Search code examples
apache-sparkkubernetescalicokubernetes-networkpolicygoogle-spark-operator

Calico's network policy can't select kubernetes.default service


I'm using google spark-operator and some calico network policies to protect the namespaces.

The Spark driver pods need to be able to communicate with the kubernetes service in the default namespace to speak with the api-server.
This is what I get :

Operation: [get]  for kind: [Pod]  with name: [xx]  in namespace: [xx]  failed.

The problem is :
Using any kind of network policies blocks communication toward the default namespace. Restoring the connectivity is possible but selecting the kubernetes.default service is still impossible as it is a particular service (has no selectors)... And so you can't communicate with it !

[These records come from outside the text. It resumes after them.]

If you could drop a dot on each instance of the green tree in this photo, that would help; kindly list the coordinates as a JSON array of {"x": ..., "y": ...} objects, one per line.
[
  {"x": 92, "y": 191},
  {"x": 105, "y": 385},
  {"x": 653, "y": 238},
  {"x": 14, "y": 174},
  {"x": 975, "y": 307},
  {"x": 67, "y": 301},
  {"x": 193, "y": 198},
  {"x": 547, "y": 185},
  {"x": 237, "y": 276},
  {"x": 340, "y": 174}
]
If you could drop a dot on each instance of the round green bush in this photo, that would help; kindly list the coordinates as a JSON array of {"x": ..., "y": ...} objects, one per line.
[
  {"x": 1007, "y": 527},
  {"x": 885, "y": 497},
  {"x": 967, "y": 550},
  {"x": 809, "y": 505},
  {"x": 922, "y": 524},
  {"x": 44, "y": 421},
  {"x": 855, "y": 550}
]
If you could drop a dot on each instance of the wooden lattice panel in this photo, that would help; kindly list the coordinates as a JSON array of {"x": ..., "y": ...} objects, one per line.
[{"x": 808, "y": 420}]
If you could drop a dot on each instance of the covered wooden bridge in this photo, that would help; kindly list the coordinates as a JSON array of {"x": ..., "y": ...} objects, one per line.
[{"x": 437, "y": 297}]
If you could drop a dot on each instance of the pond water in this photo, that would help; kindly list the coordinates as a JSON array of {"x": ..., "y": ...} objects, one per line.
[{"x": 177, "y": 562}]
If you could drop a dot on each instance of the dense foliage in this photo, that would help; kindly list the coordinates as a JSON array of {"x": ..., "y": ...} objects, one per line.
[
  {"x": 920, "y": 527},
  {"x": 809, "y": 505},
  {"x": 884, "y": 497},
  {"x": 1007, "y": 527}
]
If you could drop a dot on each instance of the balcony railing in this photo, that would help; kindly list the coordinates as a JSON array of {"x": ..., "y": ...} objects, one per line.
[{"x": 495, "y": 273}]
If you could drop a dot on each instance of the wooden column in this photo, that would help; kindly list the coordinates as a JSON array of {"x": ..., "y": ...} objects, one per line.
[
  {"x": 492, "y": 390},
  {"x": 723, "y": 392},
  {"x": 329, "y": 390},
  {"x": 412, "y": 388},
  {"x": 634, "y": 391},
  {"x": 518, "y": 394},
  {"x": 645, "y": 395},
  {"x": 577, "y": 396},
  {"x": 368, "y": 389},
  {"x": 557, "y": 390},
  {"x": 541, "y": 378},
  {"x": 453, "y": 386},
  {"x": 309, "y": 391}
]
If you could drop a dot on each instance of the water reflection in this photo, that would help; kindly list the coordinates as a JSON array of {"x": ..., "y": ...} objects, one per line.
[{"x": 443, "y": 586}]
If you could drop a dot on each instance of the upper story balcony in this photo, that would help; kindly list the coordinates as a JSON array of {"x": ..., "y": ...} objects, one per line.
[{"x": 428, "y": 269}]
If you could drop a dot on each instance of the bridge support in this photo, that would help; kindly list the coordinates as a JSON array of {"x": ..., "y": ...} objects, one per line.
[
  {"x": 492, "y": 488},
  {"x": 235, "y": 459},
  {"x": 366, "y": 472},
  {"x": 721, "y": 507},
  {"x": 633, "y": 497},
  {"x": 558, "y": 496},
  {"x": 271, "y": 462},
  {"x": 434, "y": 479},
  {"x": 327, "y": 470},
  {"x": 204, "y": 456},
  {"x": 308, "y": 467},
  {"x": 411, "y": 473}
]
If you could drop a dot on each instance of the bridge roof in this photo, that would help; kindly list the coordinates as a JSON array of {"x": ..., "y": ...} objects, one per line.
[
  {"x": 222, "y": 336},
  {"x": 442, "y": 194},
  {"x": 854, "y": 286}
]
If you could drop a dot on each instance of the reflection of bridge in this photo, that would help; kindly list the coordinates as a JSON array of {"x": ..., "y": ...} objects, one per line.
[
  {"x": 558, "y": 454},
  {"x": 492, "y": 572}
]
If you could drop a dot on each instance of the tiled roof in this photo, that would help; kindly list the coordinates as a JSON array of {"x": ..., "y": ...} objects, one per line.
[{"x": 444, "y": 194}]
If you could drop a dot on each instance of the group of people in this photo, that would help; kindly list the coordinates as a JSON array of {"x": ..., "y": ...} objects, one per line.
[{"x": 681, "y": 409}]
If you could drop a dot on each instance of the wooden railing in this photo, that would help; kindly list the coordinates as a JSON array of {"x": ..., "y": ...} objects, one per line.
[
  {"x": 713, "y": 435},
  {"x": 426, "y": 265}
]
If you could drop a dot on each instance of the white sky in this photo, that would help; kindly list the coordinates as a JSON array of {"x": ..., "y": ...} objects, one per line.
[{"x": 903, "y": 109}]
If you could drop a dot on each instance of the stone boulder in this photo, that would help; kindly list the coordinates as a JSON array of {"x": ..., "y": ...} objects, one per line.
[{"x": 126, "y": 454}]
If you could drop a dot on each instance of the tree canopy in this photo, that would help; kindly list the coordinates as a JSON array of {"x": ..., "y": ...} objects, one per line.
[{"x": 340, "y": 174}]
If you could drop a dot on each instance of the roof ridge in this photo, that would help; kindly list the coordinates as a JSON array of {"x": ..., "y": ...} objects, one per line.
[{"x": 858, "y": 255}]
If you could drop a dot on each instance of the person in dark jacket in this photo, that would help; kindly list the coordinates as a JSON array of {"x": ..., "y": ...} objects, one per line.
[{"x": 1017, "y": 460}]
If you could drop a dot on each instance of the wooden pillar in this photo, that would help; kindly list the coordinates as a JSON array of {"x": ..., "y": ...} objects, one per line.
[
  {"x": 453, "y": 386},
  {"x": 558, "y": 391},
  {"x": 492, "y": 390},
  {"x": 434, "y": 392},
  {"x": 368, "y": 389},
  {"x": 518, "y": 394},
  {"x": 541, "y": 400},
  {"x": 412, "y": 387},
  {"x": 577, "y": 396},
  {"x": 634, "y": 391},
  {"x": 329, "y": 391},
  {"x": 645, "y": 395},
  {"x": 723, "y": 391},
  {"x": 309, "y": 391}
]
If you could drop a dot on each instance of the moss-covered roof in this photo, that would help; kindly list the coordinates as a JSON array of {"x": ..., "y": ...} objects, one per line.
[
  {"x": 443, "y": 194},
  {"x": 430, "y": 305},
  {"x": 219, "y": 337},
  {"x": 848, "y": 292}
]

I tried opening communication to all pods in default + kube-system namespace. It's working for all services except kubernetes.default which is still unreachable !

apiVersion: projectcalico.org/v3
kind: NetworkPolicy
metadata:
  name: mynetpol
spec:
  selector: all()
  types:
    - Egress
  egress:

    # Allows comm to kube-system namespace
    - action: Allow
      destination:
        selector: all()
        namespaceSelector: ns == 'kube-system'
    - action: Allow
      source:
        selector: all()
        namespaceSelector: ns == 'kube-system'

   # Allows comm to default namespace
    - action: Allow
      destination:
        selector: all()
        namespaceSelector: ns == 'default'
    - action: Allow
      source:
        selector: all()
        namespaceSelector: ns == 'default'

For some reasons curling kubernetes.default.svc.cluster.local:443 timeouts event though all communication is wide open.


Solution

  • So... In the end...

    Network policies don't work on services that dont target pods, which is the case of this particular kubernetes service sitting quietly in the default namespace. It's a special service that always points to the api-server.


    The solution is to retrieve the api-server's real IP and allow egress-ing to it.

    To find this IP you can use this command :

    kubectl get endpoints --namespace default kubernetes
    

    Courtesy of @Dave McNeill

    Then you can allow this IP in you network policy.

    • If you are using the default netpol API, check Dave's answer https://stackoverflow.com/a/56494510/5512455

    • If you are using the calico policies, which I encourage you to do because the Kube ones sucks, following is the working yaml:

    kind: NetworkPolicy
    metadata:
      name: allow-egress-api-server
    spec:
      selector: all()
      types:
        - Egress
      egress:
    
        # Allow api-server
        - action: Allow
          protocol: TCP
          destination:
            nets:
            - <Your api-server IP>/32
            ports:
            - 6443